Warning

You're reading a development version (main) of the documentation. For the latest released version, please see 1.0.0.

8. Data Set Metadata

Each Data Provider (Data Provider) maintains a set of one or more metadata files, each of which can describe one or more distinct data sets. These descriptions serve several purposes:

  1. They drive discovery descriptions are ingested into our search system and made available to a Data Consumer searching for particular kinds of data.

  2. They inform consumption of that data, providing information on:

    1. The API required to access the data set

    2. Any access constraints which may need to be satisfied

    3. Licenses for any accessed data

    4. Representation and internal semantics of expressions of the data

8.1. Metadata File Structure

Note

The examples below use YAML format for compactness and increased readability. Data providers may present this information either in YAML or in JSON form.

The overall structure of the metadata file is a list of objects, each of which has the following structure:

- content:
    # Discovery information
  access:
    # Access control and licensing information
  transport:
    # |API| information
  representation:
    # Data format information

8.2. Content Block

The content key contains a block of JSON-LD compatible information describing the conceptual content of the dataset. A simple example is shown below:

- content:
    "@type": "dcat:Dataset"
    "@context":
       dcat: http://www.w3.org/ns/dcat#
       dct: http://purl.org/dc/terms/
       oe: http://energydata.org.uk/oe/terms/
    dct:title: My amazing data set
    dct:description: This is a free text description of the data set
    dcat:version: 0.1.2
    dcat:versionNotes: This is a note on this particular version of the dataset
    oe:sensitivityClass: OE-SA
    oe:dataSetStableIdentifier: myData

These are the minimum properties every data set must define, they include terms from the Dublic Core (dct) and Data Catalog (dcat) vocabularies, as well as from the Open Energy core ontology. Prefixes are defined in the JSON-LD @context object as in the example above.
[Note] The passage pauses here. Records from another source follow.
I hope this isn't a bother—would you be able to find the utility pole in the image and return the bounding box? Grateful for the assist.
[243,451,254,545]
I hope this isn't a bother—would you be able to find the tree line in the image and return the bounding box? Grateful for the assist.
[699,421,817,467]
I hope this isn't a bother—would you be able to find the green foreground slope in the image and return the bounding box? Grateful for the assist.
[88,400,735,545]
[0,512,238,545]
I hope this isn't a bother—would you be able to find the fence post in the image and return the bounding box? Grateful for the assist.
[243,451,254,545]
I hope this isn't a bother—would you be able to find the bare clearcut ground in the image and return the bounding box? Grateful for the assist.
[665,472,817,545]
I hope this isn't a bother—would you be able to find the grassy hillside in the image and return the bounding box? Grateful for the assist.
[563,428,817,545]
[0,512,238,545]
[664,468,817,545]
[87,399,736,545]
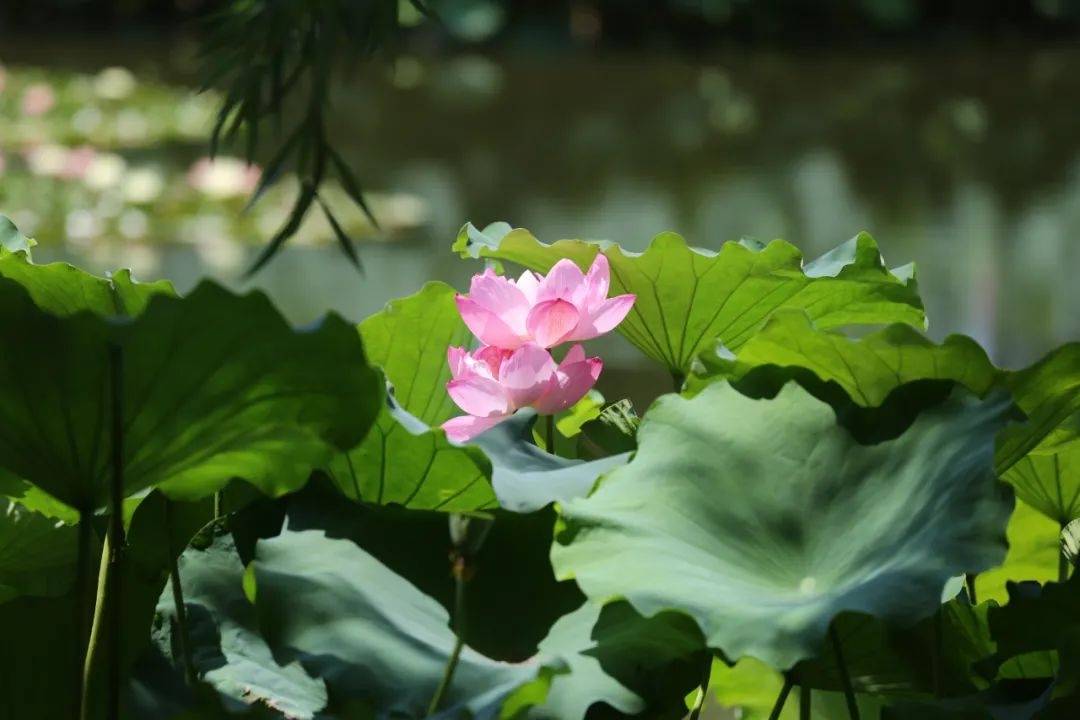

Table 8.1 Mandatory data content metadata fields

Key

Value

dct:title

Short title for this data set

dct:description

Longer form description of this data set

dcat:version

Version number of the data set, this should preferably follow semantic versioning if possible. Versioning of the data set should be used to indicate changes in delivery mechanism, or in representation, rather than for changes in the underlying data. For example, this should not be used to differentiate between data sets from different years, rather it should be used to indicate whether a potential data consumer might need to alter how it processes any returned data.

dcat:versionNotes

Notes used to explain any changes to this version

oe:sensitivityClass

The data sensitivity class of this data set. In the current Open Energy system this should always be one of OE-O, OE-SA, or OE-SB, no other classes are permitted. The value of this property also determines the level of API security imposed, with OE-O data sets being open data with no additional security, and the two shared data classes mandating FAPI security using the Open Energy trust services.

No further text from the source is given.